DARPA Grand Challenge was a competition for autonomous vehicles, that was funded by the Defense Advanced Research Projects Agency.
Google X is a research and development organization inside Google that is focused in what it calls moonshots.
Lisp is the first programming language optimized for artificial intelligence. It was created by John McCarthy in 1958.
Prolog is a logic programming language first developed in 1972 that is associated with artificial intelligence and computational linguistics.
ELIZA was the first version of a chatbot, created at the MIT Artificial Intelligence Laboratory.
Deep Thought was a computer developed to play chess at Carnegie Mellon University and later at IBM.
Deep Blue was an expert system run to play chess built by IBM. It was the first computer program to win a match against a chess Grandmaster.
Watson was the first computer program that beat the best Jeopardy! players, and was developed by IBM.
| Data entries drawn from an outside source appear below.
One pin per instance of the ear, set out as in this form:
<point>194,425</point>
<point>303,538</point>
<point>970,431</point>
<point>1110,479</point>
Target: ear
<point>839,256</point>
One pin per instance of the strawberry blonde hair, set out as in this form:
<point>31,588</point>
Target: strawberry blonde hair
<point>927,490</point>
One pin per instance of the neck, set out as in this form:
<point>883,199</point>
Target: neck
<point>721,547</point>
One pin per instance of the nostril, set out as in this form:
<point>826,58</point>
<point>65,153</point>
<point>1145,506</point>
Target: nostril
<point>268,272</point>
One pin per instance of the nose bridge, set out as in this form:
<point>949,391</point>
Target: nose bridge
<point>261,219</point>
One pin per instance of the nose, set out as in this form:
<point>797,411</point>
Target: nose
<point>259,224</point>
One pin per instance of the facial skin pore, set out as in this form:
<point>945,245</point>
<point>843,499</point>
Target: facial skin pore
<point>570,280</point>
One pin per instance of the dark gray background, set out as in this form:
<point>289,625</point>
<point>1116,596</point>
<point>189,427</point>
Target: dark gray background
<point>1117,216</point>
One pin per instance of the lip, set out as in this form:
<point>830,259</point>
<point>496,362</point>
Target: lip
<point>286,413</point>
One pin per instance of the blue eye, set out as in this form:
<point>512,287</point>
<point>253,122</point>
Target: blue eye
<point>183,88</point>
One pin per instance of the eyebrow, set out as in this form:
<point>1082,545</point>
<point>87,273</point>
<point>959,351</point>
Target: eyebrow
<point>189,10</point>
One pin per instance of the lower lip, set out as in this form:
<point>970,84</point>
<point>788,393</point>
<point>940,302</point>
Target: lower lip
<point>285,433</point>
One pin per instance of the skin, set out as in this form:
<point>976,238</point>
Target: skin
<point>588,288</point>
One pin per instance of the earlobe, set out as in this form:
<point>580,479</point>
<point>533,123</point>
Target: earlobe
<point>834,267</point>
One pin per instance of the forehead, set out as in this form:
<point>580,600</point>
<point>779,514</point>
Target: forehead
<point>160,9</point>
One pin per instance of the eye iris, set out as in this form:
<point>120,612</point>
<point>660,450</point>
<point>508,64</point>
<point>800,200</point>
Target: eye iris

DARPA (or the Defense Advanced Research Projects Agency) is a research and development agency in the United States responsible for developing technologies for the military.
A graphical processing unit is a chip or electronic circuit that is specialized for rendering graphics on an electronic device.
A tensor processing unit is a chip developed by Google as an AI accelerator specifically for neural network machines.
ImageNet is an image database organized according to the WordNet hierarchy, in which each node of the hierarchy is depicted by hundreds and thousands of images.
TensorFlow is an open-source software library for machine learning. It has a particular focus on training and inference of deep neural networks.
Mechanical Turk is a crowdsourcing website developed by Amazon for businesses to hire remotely located workers to perform discrete on-demand tasks that computers are currently unable to do.